Nella maggior parte dei contratti collettivi al lavoratore spetta il 100% della retribuzione nel caso di infortunio. Nei primi novanta giorni il 60% viene erogato dall’INAIL, mentre - laddove previsto - il restante 40% è di competenza del datore di lavoro. Successivamente al 90° giorno, e fino alla completa guarigione, l’INPS riconosce il 75% della retribuzione media giornaliera (per il calcolo della stessa si considera quanto percepito dal lavoratore nei 15 giorni precedenti l’infortunio). Il lavoratore non può essere licenziato per tutta la durata del periodo di comporto (indicata dal contratto nazionale di categoria), salvo il caso in cui il contagio dipenda dalla mancata tutela della salute e della sicurezza sul luogo di lavoro da parte del lavoratore. In quest’ultimo caso il lavoratore non può essere mai licenziato.

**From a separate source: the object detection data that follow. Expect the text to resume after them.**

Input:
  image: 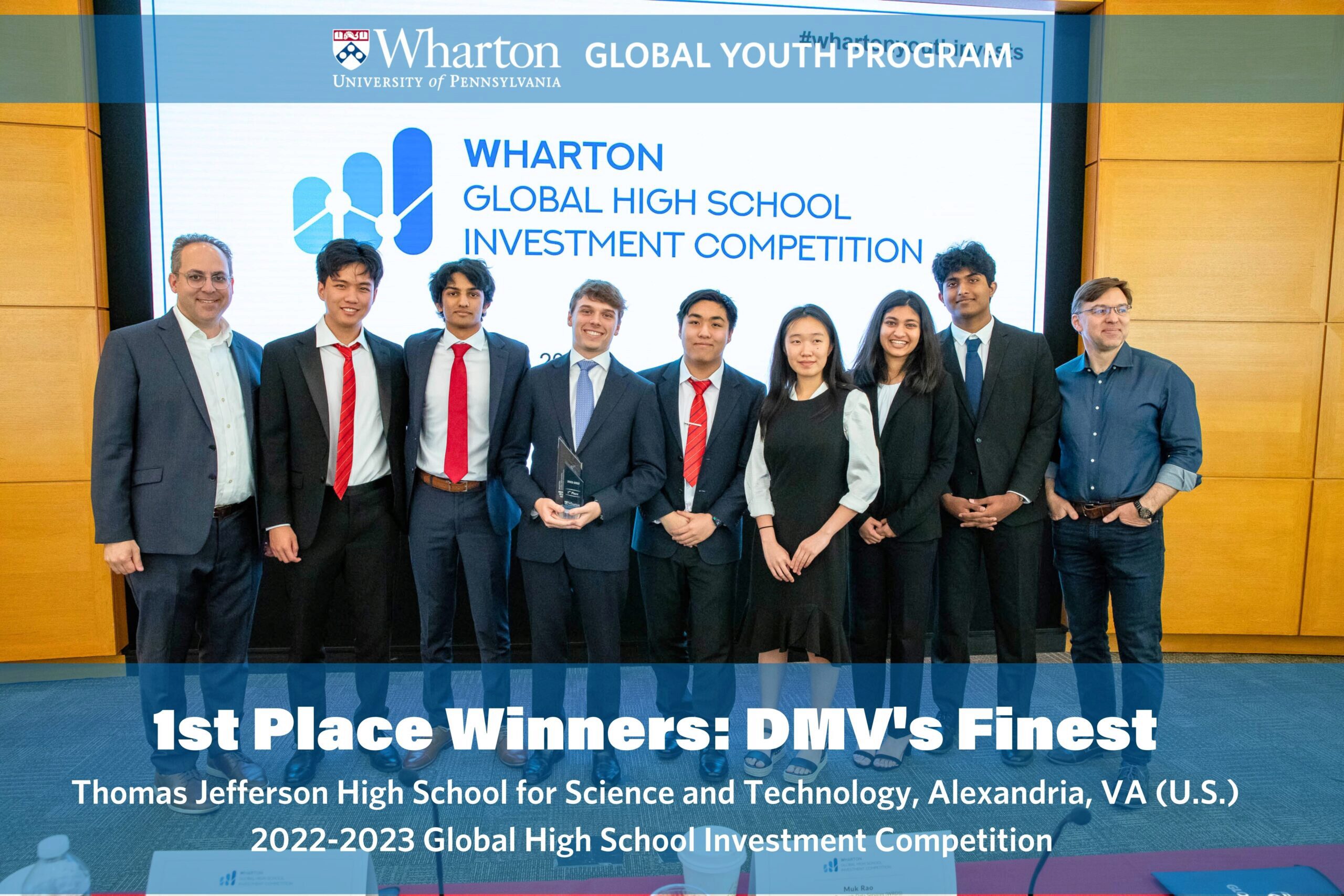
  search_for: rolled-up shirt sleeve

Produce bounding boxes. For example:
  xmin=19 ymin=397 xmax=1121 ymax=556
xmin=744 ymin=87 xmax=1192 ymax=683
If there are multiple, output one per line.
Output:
xmin=742 ymin=423 xmax=774 ymax=516
xmin=1157 ymin=367 xmax=1204 ymax=492
xmin=838 ymin=389 xmax=881 ymax=513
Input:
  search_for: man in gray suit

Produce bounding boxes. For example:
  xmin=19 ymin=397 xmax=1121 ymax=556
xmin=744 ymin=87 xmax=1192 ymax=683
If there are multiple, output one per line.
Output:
xmin=91 ymin=234 xmax=266 ymax=814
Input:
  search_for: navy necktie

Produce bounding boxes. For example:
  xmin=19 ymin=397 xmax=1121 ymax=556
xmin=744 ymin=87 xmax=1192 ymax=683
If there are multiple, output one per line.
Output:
xmin=967 ymin=336 xmax=985 ymax=416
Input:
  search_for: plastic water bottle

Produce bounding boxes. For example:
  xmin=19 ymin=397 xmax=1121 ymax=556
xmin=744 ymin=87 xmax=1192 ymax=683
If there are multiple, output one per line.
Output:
xmin=23 ymin=834 xmax=93 ymax=896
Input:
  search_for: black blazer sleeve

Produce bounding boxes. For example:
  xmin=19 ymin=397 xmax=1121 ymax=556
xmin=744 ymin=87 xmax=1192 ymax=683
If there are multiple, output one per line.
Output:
xmin=887 ymin=376 xmax=960 ymax=537
xmin=1008 ymin=334 xmax=1063 ymax=501
xmin=594 ymin=373 xmax=667 ymax=520
xmin=704 ymin=385 xmax=765 ymax=521
xmin=89 ymin=331 xmax=140 ymax=544
xmin=257 ymin=341 xmax=295 ymax=531
xmin=500 ymin=370 xmax=554 ymax=516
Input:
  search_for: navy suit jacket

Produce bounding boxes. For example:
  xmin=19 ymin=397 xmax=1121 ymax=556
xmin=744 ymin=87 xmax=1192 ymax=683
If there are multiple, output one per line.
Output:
xmin=258 ymin=326 xmax=406 ymax=550
xmin=406 ymin=326 xmax=528 ymax=535
xmin=90 ymin=310 xmax=261 ymax=555
xmin=633 ymin=357 xmax=765 ymax=564
xmin=502 ymin=352 xmax=665 ymax=572
xmin=942 ymin=319 xmax=1063 ymax=525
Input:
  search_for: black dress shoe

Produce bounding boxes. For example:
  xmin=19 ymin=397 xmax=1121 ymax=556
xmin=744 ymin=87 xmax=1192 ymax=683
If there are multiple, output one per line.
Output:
xmin=700 ymin=748 xmax=729 ymax=782
xmin=925 ymin=711 xmax=957 ymax=756
xmin=593 ymin=748 xmax=621 ymax=787
xmin=285 ymin=750 xmax=327 ymax=786
xmin=359 ymin=744 xmax=402 ymax=773
xmin=523 ymin=750 xmax=564 ymax=785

In caso di decesso del lavoratore, la famiglia ha diritto ad un’indennità una tantum erogata dal Fondo per le vittime di gravi infortuni sul lavoro.
Qualora invece non si tratti di infortunio ma di malattia, l’INPS riconosce un’indennità sostitutiva pari al 50% della retribuzione media giornaliera dal 4° al 20° giorno e del 66,66% dal 21° al 180° giorno. Tuttavia, in caso di ricovero di persone che non hanno familiari a carico, l’indennità è ridotta ai 2/5 per tutto il periodo della degenza ospedaliera.